Hipótese da modalidade tentada se dá quando o assédio é veiculado por escrito (carta, bilhete etc.), sendo o documento interceptado antes de chegar ao conhecimento da vítima, evitando-se assim que esta seja constrangida (isto porque se ocorrer o constrangimento, o crime estará consumado).



FORMA MAJORADA


§ 2º do art. 216-A:


“A pena é aumentada em até um terço se a vítima é menor de 18 (dezoito) anos”.


A incidência da majorante se dará se o fato ocorrer quando a vítima ainda não tenha completado dezoito anos. Idade esta que deve ser comprovada através de documento idôneo (art. 155, parágrafo único, do CPP).

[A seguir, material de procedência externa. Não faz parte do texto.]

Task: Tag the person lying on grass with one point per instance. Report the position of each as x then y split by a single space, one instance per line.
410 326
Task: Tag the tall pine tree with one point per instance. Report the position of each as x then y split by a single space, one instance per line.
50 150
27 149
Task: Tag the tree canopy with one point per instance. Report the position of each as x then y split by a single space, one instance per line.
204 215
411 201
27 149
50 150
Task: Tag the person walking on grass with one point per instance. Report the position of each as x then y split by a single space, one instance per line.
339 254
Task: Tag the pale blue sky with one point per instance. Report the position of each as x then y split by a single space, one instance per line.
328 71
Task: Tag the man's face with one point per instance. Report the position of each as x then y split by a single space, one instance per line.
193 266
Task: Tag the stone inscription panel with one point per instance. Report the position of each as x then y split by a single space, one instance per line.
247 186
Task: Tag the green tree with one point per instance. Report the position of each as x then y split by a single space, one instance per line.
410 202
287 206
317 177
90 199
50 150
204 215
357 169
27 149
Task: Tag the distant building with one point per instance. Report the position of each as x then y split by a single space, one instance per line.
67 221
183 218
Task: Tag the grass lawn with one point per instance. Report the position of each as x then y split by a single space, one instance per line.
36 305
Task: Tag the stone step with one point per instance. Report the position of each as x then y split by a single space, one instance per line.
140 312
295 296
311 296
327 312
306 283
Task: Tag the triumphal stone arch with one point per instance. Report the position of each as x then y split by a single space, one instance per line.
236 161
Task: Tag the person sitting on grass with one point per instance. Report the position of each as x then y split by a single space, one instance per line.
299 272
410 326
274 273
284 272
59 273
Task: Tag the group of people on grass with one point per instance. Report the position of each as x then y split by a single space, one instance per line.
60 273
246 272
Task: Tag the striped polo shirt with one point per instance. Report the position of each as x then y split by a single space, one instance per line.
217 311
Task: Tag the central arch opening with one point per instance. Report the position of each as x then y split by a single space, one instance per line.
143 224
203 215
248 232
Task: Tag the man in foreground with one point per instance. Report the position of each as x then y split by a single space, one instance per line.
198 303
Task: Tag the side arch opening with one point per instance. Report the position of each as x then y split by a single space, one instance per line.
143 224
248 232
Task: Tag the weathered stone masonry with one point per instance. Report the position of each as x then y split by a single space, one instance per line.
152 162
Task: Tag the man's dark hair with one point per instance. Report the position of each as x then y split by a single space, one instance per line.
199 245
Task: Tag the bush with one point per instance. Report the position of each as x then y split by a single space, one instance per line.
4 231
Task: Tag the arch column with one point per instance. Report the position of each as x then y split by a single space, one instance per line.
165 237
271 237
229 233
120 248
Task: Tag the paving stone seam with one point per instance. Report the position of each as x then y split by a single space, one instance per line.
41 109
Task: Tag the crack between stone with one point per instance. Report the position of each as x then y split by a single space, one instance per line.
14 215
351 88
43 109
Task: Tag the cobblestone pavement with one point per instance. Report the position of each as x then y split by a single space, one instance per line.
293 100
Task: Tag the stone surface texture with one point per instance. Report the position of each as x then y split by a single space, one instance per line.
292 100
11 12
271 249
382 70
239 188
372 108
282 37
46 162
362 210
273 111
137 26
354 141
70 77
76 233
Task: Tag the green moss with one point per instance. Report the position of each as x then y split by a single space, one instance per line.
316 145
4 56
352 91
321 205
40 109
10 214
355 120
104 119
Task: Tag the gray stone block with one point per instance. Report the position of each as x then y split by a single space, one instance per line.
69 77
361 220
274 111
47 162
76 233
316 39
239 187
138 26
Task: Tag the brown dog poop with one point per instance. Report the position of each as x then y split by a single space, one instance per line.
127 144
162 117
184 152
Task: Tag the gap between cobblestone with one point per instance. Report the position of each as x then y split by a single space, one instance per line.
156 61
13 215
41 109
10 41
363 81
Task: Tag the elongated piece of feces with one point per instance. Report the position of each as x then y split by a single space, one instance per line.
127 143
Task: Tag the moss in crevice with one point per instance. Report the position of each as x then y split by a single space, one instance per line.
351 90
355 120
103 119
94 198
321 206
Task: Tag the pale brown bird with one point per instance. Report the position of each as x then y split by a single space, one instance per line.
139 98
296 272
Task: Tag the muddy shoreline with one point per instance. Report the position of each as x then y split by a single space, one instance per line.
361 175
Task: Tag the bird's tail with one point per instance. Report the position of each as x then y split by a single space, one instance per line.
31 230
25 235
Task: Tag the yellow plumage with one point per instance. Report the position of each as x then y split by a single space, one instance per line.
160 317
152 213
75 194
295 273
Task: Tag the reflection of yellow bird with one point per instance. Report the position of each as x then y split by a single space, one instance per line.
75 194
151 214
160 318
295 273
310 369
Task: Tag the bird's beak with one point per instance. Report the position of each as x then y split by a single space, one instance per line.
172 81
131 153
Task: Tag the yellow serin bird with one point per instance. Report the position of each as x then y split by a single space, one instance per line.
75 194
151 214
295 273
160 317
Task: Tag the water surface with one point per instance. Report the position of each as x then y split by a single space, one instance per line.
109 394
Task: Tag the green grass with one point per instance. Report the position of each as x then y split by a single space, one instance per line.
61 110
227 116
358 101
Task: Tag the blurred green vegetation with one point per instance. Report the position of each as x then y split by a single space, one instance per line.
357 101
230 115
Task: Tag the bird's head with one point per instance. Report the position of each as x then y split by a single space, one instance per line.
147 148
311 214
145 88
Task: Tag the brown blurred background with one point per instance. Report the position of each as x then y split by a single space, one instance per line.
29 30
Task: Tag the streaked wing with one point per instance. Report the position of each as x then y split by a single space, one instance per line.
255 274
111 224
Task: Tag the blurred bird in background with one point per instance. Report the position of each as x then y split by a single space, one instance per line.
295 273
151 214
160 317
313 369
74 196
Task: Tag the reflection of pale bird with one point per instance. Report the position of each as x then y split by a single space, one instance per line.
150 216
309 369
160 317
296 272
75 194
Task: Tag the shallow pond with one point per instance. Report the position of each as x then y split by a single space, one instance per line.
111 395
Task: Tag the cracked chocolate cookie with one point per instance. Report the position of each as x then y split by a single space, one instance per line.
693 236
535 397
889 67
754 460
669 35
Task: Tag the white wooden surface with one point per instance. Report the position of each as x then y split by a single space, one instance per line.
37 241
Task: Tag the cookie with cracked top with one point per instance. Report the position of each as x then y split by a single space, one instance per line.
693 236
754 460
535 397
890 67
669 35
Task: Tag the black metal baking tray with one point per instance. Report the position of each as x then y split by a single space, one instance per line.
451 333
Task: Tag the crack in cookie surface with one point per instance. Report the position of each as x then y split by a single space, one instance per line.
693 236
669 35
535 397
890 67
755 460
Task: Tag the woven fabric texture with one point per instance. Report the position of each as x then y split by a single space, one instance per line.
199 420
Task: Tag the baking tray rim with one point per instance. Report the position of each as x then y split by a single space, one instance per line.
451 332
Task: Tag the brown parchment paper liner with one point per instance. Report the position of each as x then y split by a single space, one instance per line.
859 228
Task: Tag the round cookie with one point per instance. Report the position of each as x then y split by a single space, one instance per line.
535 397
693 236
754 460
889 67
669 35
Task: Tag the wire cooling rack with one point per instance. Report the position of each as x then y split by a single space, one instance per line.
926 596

Acaso o agente demonstre que desconhecia a idade da vítima, a incidência do erro de tipo poderá afastar a aplicação da causa de aumento.



IMPORTANTE


a) não há assédio sexual quando o constrangimento parte de professor em relação a alunos, pois estes não são funcionários do estabelecimento de ensino (o assédio pressupõe o exercício de emprego, cargo ou função por parte do assediado);

b) também não ocorre a infração penal em deslinde quando se tratar de assédio de líder religioso em face de fiéis tidos como subalternos na organização religiosa, pois também entre eles não há relação laborativa;

c) é possível o assédio sexual do patrão em face da empregada doméstica, pois neste caso há um exercício de emprego por parte da vítima. Em se tratando de doméstica diarista, entendemos não haver essa possibilidade, pois não há exercício de emprego, visto exigir este o traço característico de trabalho não eventual;

d) acaso o assédio seja dirigido a pessoa com menos de catorze anos o caso será de estupro de vulnerável (art. 217-A), consumado (se o posterior ato sexual ocorrer) ou tentado (acaso haja apenas o constrangimento sem a realização do ato libidinoso pretendido).